Einstein’ın Tanrısı kitabındaki bilim adamları, din adamları, şair ve yazarlar kanıtlanmaya ihtiyacı olmayan bir Tanrı fikrine ve/veya inancına sahipler ve hepsinden önemlisi bunun pek çok kanıtını sunmaktalar ve kendi uzmanlıklarına ait örnekler ilgi çekici, hatta kimi zaman da hayranlık uyandırıcı.

Einstein’ın Tanrısı inananlar ve dindarlar için bilim ile yorucu, ezici ve hepsinden önemlisi gereksiz bir tartışmaya sürüklenmekten sakınmaları için çarpıcı bir yöntem ve fikir zenginliği sunuyor. Tanrı herkesin Tanrısı ama aynı zamanda bu topraklarda yaygın ama saygılı bir söylemdeki gibi herkesin inancı kendine, herkesin Tanrısı kendine.

Tanrı inancı karşısında “bilime inananlar” gibi safça ve savunmacı bir gömleği kuşanmaya gerek yok.

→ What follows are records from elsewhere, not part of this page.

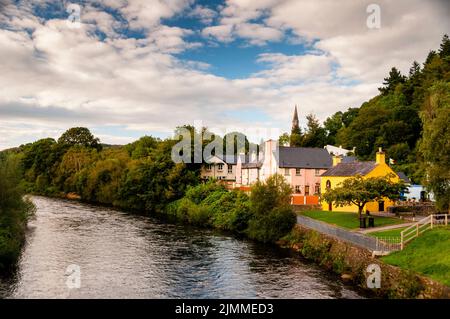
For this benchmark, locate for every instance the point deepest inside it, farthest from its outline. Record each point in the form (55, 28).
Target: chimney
(381, 157)
(336, 160)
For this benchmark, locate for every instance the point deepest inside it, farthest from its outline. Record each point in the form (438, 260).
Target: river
(119, 255)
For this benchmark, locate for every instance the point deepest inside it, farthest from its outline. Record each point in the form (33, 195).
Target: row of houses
(309, 171)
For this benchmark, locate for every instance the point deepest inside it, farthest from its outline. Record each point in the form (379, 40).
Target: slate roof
(351, 169)
(304, 157)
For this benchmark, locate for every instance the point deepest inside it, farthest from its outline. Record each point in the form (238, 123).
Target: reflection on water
(129, 256)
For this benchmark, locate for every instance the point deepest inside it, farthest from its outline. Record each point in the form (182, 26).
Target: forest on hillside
(409, 119)
(392, 120)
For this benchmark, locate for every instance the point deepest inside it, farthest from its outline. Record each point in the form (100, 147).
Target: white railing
(388, 244)
(421, 226)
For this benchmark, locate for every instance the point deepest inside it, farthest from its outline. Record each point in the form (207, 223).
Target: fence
(393, 243)
(421, 226)
(361, 240)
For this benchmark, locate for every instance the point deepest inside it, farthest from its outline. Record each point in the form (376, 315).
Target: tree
(80, 136)
(394, 78)
(273, 216)
(360, 191)
(274, 192)
(444, 50)
(435, 143)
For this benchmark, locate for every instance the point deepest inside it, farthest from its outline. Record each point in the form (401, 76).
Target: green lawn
(428, 254)
(347, 220)
(387, 233)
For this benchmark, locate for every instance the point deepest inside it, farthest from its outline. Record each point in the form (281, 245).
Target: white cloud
(206, 15)
(55, 77)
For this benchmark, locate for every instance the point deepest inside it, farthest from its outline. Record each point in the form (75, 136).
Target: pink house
(300, 166)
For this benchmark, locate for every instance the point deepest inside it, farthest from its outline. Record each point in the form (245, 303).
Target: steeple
(295, 126)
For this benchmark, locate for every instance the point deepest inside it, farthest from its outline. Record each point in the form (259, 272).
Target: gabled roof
(229, 159)
(304, 157)
(351, 169)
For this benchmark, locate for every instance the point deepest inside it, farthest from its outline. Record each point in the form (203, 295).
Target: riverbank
(351, 263)
(137, 256)
(15, 211)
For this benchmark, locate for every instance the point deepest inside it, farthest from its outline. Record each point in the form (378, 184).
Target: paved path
(375, 229)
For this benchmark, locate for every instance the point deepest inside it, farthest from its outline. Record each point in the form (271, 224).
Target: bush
(273, 226)
(14, 212)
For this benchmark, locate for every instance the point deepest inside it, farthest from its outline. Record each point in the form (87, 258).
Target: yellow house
(342, 170)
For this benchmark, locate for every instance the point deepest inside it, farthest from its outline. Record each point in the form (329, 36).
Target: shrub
(273, 226)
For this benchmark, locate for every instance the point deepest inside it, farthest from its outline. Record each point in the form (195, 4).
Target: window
(317, 188)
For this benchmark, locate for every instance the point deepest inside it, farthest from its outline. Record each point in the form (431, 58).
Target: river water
(111, 254)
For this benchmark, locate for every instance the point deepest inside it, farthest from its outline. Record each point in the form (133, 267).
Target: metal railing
(388, 244)
(421, 226)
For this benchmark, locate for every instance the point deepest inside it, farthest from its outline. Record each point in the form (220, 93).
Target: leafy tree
(394, 78)
(435, 143)
(15, 211)
(274, 192)
(360, 191)
(80, 136)
(273, 216)
(444, 50)
(142, 147)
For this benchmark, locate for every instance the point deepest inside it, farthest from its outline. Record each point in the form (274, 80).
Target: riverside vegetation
(408, 113)
(15, 211)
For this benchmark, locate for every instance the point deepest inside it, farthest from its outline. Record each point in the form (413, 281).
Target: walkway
(355, 238)
(375, 229)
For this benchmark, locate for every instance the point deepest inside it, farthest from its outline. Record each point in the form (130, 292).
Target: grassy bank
(347, 220)
(429, 254)
(351, 263)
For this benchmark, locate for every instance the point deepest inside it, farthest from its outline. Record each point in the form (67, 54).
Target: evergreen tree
(394, 78)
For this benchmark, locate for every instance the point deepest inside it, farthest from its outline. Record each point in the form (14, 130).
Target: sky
(125, 69)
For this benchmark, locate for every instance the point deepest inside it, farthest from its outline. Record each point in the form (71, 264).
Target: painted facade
(332, 178)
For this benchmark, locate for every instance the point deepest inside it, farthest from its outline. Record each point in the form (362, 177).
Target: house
(220, 167)
(301, 167)
(343, 170)
(338, 151)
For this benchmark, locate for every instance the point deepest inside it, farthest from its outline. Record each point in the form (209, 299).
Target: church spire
(295, 126)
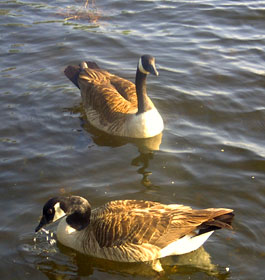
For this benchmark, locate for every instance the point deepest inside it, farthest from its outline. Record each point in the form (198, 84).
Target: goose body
(116, 105)
(132, 230)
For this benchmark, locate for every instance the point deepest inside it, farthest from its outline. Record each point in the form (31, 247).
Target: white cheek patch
(141, 68)
(59, 213)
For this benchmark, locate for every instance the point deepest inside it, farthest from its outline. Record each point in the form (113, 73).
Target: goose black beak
(42, 223)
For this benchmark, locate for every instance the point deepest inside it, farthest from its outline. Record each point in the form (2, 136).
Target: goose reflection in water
(146, 146)
(75, 265)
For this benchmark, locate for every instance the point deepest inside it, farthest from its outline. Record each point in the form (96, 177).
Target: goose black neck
(78, 213)
(143, 102)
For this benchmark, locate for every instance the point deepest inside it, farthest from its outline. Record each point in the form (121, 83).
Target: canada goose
(116, 105)
(132, 230)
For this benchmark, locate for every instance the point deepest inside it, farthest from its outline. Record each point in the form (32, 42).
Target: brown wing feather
(138, 222)
(99, 93)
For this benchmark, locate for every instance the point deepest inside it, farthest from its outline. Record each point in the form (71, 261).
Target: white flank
(185, 244)
(68, 235)
(144, 125)
(59, 213)
(141, 68)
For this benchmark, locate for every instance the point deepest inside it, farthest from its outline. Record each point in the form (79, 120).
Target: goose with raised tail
(132, 230)
(116, 105)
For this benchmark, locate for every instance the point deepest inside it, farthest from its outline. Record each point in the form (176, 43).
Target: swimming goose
(132, 230)
(115, 105)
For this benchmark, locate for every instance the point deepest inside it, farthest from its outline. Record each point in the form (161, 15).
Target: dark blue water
(210, 93)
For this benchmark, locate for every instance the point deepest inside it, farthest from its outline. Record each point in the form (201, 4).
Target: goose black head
(76, 208)
(146, 65)
(52, 211)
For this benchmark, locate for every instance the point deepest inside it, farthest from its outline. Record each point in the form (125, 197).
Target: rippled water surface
(210, 93)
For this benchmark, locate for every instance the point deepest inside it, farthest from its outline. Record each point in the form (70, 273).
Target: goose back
(111, 102)
(134, 231)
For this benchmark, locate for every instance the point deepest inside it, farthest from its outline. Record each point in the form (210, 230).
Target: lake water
(210, 93)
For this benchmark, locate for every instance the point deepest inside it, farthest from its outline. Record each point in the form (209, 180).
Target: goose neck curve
(142, 98)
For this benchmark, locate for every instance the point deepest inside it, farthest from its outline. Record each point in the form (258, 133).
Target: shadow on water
(146, 147)
(79, 265)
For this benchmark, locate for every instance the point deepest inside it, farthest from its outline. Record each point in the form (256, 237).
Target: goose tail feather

Bilimin olanaklı kıldıklarından sonuna kadar yararlanan bir kişi, diğerlerinin aksine fikir ve görüşlerine rağmen kendisine bir giysi ya da rengin yakıştığına inanabilir. İstenildiği kadar altın oran, renk uyumu hatta renk kuramı vb. hakkında bilimsel nasihat verilsin o “kendine yakışandan” vazgeçmeyecektir. Tıpkı bu kişi gibi, istediği herhangi bir şeye inananların, tanrıya ya da tanrılara inananların da bilim ile rahatsız edilmemesi gerektiği de vurgulanıyor Einstein’ın Tanrısında. Bilimi savunmak asla vazgeçilemez ancak bunun yolu, yordamı ya da ölçüsü inanca doğruyu göstermekte değil.

Einstein’ın Tanrısı kitabı en önemli soruyu sorduruyor okura: Tanrı’nın reformu mu?

Cevabı da var…

 Özcan Özenett/

Bu yazı  Ağustos 2012 tarihli Mesele Kitap Dergisi’nin 68. sayısında yayınlanmıştır.